Fig. 7: Inhibition of FBXO22 enhanced Lenvatinib sensitivity in vivo and in vitro.

A The effect of Lenvatinib on tubule formation of HUVECs was significantly increased by inhibiting FBXO22 expression in MHCC97H cells (left panel). Quantitative analysis of the effect of FBXO22 on Lenvatinib against tubule formation of HUVECs (right panel). B The suppressive impact of Lenvatinib on the expression of P-AKT(S473), HIF-1α, and VEGF-A were augmented following the knockdown of FBXO22. C Re-expressing FBXO22 could rescue the tubule formation of HUVECs cultured by CM of FBXO22 knockdown MHCC97H cells.
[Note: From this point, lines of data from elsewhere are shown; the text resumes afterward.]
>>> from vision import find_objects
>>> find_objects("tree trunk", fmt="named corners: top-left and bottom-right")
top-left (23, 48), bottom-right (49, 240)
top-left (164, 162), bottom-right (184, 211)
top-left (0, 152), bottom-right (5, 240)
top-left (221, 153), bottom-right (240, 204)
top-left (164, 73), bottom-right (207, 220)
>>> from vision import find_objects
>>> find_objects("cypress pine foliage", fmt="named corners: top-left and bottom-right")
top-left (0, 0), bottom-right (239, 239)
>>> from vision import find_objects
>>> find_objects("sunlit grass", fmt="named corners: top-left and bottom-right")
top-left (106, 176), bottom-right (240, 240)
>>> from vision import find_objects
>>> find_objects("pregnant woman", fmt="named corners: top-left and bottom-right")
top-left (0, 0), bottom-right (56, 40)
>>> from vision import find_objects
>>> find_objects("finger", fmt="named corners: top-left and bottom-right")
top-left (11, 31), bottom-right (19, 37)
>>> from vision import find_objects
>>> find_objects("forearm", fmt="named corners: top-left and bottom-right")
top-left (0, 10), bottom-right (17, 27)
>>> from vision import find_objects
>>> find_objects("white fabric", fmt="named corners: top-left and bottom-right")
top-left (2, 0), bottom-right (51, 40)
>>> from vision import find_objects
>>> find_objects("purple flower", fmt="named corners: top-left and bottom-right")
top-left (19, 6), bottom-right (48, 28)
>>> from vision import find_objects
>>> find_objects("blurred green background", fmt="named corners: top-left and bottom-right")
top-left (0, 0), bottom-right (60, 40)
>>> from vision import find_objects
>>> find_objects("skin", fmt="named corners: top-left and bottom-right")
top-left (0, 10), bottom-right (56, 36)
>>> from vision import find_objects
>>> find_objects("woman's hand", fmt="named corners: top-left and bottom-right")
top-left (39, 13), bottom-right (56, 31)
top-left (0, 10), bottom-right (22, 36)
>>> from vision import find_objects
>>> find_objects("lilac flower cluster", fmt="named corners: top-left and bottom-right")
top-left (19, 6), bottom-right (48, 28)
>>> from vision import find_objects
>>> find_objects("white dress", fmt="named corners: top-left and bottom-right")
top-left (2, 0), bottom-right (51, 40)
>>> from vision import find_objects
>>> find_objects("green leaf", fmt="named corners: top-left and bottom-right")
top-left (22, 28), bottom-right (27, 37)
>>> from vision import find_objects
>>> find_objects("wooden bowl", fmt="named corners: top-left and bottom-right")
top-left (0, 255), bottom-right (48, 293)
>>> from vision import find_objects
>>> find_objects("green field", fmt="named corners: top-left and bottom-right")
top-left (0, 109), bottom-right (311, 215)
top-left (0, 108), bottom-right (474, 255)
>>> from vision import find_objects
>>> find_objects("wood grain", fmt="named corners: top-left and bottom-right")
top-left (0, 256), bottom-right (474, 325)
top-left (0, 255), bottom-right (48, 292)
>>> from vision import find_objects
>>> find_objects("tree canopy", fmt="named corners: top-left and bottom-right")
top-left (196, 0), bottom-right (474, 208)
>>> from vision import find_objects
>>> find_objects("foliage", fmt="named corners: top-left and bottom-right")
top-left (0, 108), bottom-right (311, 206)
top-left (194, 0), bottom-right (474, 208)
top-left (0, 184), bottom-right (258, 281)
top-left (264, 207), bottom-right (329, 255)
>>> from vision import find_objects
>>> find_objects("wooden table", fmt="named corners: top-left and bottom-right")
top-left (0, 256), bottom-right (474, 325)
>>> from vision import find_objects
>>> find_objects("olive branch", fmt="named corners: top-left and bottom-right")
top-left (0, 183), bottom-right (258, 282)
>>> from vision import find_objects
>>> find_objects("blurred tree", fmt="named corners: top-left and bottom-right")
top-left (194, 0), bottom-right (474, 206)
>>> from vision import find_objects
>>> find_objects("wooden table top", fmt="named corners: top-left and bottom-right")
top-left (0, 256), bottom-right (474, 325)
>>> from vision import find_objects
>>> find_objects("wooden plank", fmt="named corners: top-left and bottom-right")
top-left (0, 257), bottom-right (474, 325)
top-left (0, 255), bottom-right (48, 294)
D Schematic diagram of AAV8 administration and Lenvatinib gavage in nude mice with orthotopic MHCC97H-luciferase cells. E The expression level of FBXO22 protein in tumor tissue. F The bioluminescence and liver with tumor images of orthotopically injected HCC MHCC97H-luciferase cells in nude mice, following self-complementary AAV8 (scAAV8)-U6-shNC/shFBXO22 administration in combination with Lenvatinib for 40 days. The quantitative results of tumor bioluminescence and volume are shown. G Representative images of H&E and IHC as well as quantitative results for CD31 and VEGF-A from intrahepatic model. Data and error bars are presented as mean ± SD from triplicate independent replicate experiments. The data were analyzed using a paired Student’s t-test for experiments (C, F, G). *p < 0.05, **p < 0.01, ***p < 0.001, ****p < 0.0001.